Another form of term rewriting is syntactic replacement via pattern matching, and other responses discuss using that approach. It has a different drawback, insofar as the generality of patterns to consider might become overwhelming. For example, what does one do with k^2/(w + p^4)^3 when the rule is to replace k/(w + p^4) with q? (Specifically, how do we recognize this as being equivalent to (k/(w + p^4))^2*1/(w + p^4)?)
The upshot is one needs to have an idea of what is desired and what methods might be feasible. This of course is generally problem specific.
One thing that occurs is perhaps you want to find and replace all commonly occurring "complicated" expressions with simpler ones. This is referred to as common subexpression elimination (CSE).
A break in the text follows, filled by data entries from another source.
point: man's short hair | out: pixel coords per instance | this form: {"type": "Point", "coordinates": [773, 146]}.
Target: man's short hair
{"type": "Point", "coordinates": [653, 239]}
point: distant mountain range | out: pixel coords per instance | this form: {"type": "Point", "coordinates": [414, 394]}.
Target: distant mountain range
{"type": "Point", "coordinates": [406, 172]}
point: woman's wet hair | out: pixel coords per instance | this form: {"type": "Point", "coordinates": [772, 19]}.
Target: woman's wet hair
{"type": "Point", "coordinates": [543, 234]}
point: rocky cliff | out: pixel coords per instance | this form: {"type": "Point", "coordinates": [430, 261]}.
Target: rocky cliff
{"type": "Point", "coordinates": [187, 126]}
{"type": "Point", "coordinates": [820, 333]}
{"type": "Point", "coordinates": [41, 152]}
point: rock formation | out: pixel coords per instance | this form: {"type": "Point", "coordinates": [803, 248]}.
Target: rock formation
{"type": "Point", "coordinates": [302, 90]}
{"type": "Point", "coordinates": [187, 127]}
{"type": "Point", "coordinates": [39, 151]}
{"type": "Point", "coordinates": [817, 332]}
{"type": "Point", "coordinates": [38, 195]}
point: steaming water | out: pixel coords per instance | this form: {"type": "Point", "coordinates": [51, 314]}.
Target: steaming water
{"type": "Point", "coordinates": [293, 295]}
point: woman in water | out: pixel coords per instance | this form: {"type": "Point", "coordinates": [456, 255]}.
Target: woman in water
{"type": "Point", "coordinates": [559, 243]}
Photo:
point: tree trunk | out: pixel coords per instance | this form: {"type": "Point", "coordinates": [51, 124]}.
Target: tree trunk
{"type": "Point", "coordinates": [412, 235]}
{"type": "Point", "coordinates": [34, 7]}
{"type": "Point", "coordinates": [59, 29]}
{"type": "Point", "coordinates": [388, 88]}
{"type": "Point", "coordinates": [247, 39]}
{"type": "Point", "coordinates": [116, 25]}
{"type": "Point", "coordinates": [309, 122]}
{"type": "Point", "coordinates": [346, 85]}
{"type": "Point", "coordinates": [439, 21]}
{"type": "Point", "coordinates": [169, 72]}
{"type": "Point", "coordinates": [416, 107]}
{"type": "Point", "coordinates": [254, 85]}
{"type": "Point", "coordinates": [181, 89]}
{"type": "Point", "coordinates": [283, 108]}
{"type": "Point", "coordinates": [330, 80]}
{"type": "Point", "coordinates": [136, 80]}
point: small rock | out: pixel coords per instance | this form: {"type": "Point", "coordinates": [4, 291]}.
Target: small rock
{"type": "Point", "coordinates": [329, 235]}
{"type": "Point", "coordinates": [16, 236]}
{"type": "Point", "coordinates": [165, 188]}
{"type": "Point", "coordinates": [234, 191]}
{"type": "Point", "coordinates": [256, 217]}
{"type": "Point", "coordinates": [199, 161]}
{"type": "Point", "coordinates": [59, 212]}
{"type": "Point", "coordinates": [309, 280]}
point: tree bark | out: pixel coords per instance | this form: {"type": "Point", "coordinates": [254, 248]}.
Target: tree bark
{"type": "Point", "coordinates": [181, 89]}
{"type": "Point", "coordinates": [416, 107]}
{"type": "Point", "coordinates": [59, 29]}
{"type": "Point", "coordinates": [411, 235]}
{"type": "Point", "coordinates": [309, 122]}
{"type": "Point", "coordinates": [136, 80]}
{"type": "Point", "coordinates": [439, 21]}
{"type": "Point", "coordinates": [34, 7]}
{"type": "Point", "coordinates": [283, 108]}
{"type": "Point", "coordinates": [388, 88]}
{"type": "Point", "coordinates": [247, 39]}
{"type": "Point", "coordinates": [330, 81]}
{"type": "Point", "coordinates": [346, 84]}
In Mathematica this can be done using a function called Experimental`OptimizeExpression[]. Here are several links to MathGroup posts that discuss this.
http://forums.wolfram.com/mathgroup/archive/2009/Jul/msg00138.html
http://forums.wolfram.com/mathgroup/archive/2007/Nov/msg00270.html
http://forums.wolfram.com/mathgroup/archive/2006/Sep/msg00300.html
http://forums.wolfram.com/mathgroup/archive/2005/Jan/msg00387.html
http://forums.wolfram.com/mathgroup/archive/2002/Jan/msg00369.html
Here is an example from one of those notes.
InputForm[Experimental`OptimizeExpression[(3 + 3*a^2 + Sqrt[5 + 6*a + 5*a^2] +
a*(4 + Sqrt[5 + 6*a + 5*a^2]))/6]]
Out[206]//InputForm=
Experimental`OptimizedExpression[Block[{Compile`$1, Compile`$3, Compile`$4,
Compile`$5, Compile`$6}, Compile`$1 = a^2; Compile`$3 = 6*a;
Compile`$4 = 5*Compile`$1; Compile`$5 = 5 + Compile`$3 + Compile`$4;
Compile`$6 = Sqrt[Compile`$5]; (3 + 3*Compile`$1 + Compile`$6 +
a*(4 + Compile`$6))/6]]
--- end edit 2 ---
Daniel Lichtblau
K = a*b*t/((t+f)c*d);
FullSimplify[ K,
TransformationFunctions -> {(# /. t/(t + f) -> p &), Automatic}]
(a b p) / (c d)
Corrected update to show another method:
EQ1 = a1 == (ton (B ton^2 + A^2 B ton (toff + ton) +
A (ton^2 + B (toff + ton)^2)))/(toff + ton)^3;
f = # /. ton + toff -> ton/p &;
FullSimplify[f # EQ1]
a1 == p (A B + A^2 B p + (A + B) p^2)
I don't know if this is of any value at this point, but hopefully at least it works.